Malgré les efforts et la ténacité des « ouvriers qui ne lâchent pas », la qualité des voitures risque de ne pas être parfaite. « D’ailleurs, même si nous faisons de notre mieux, nous ne sommes pas des supermen, ce que nous faisons est déjà beaucoup, et ceux qui ne sont pas sur la chaîne ne peuvent pas comprendre », nous dit l’ouvrier. Alors expliquez-nous plus clairement, lui demandons-nous. « Ils ont augmenté la vitesse de la chaîne de 160 à 170 voitures par équipe, et alors qu’auparavant, nous avions deux chefs d’équipe pour nous soutenir et nous aider dans nos tâches, il n’y en a plus qu’un seul, car l’autre travaille uniquement sur la DS8. Donc, même si vous demandez de l’aide parce que vous êtes en retard à votre poste, vous appelez, mais souvent personne ne vient vous aider ». Et nous voilà au cœur du problème. « Nous aussi, les ouvriers qui travaillons plus que les autres, nous rencontrons de grandes difficultés. Eux, les patrons, veulent que nous travaillions ainsi. À un rythme toujours plus soutenu, sans nous plaindre et en masquant les difficultés ». C’est de notoriété publique et même l’intervention des représentants syndicaux ne parvient pas à redresser la barre. « Je vous assure que même les rares fois où quelqu’un appelle les syndicalistes pour dénoncer les rythmes effrénés, ils viennent, regardent, et le lendemain, rien ne change, au contraire... ». Au contraire, le rythme reprend, effréné, comme avant, voire pire.

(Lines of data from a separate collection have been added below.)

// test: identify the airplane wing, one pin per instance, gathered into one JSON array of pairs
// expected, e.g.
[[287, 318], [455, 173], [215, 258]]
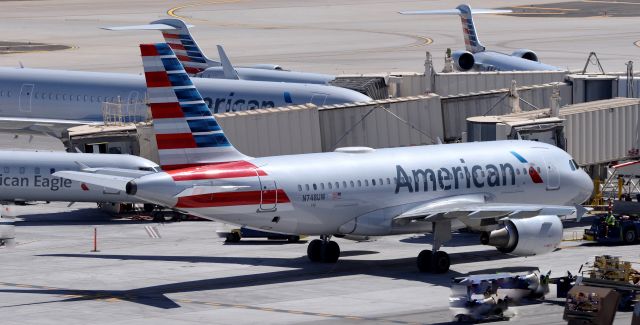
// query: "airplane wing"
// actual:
[[476, 207], [454, 12], [144, 27], [52, 127]]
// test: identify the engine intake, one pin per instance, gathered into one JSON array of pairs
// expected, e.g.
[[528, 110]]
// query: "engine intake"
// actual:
[[526, 237], [526, 54], [463, 60]]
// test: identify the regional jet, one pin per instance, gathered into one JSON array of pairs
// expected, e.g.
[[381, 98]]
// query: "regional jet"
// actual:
[[475, 56], [514, 191], [50, 97], [176, 34]]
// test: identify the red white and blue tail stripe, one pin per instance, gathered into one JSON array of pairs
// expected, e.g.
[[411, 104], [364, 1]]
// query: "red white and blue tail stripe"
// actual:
[[186, 132], [471, 41], [185, 47]]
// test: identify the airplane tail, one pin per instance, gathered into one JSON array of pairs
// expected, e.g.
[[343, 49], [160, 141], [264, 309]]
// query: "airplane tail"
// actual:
[[471, 40], [185, 47], [186, 132]]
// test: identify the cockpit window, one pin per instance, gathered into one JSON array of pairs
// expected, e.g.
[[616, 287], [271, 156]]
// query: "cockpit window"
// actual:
[[574, 165]]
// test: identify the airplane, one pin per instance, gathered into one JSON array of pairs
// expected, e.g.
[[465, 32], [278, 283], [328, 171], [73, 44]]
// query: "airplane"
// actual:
[[476, 56], [51, 97], [521, 185], [26, 176], [197, 64]]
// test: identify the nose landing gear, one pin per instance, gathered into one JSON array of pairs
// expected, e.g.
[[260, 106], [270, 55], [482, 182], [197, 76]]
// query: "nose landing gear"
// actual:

« À mon avis, la direction fonctionne désormais selon ce principe. Si vous ne démissionnez pas et restez, vous recevrez votre lettre de licenciement ». En gros : « Si vous ne démissionnez pas, nous devons vous rendre fou, vous devez « exploser » sur la chaîne ». Voilà donc le mot d’ordre. Selon l’ouvrier, ceux qui résistent doivent s’y préparer. De moins en moins d’ouvriers, de plus en plus de fatigue pour chacun d’entre eux. Mais ce n’est pas tout. « S’ils augmentent la production dans les prochains mois, avec les nouveaux modèles, ils n’augmenteront pas les effectifs. Nous serons quelques-uns à produire encore plus de voitures, et tous les autres seront au chômage partiel, c’est plus avantageux ». Et nous voilà à l’étape suivante. « Ça ne vaut pas la peine de travailler plus de jours. Le mois dernier, j’ai fait de nombreuses journées et je n’ai gagné que quelques centimes de plus que ceux qui n’ont pas travaillé du tout ». C’est la dernière frontière, sur la ligne de Melfi. « Ils appellent qui ils veulent, ils ont tendance à nous diviser et à nous monter les uns contre les autres, car si nous nous unissions, nous serions un problème pour la direction et les chefs, alors que divisés, nous sommes vulnérables au chantage ».
Dernière étape. Imaginons le travail comme une grande pyramide. « Les gestionnaires, les opérateurs et les chefs d’équipe font ce que leur demande la direction de l’entreprise, et ils font aussi travailler dur les chefs d’équipe, ce qui n’était pas le cas auparavant ». La pyramide s’amenuise. De moins en moins de décideurs au sommet, tandis qu’à la base, il n’y a que des ouvriers qui transpirent. Une guerre qui se poursuit jusqu’à la dernière vis à visser. Pour ceux qui y parviennent, bien sûr. Voici le Stellantis du futur, vu depuis Melfi, à l’unité de montage.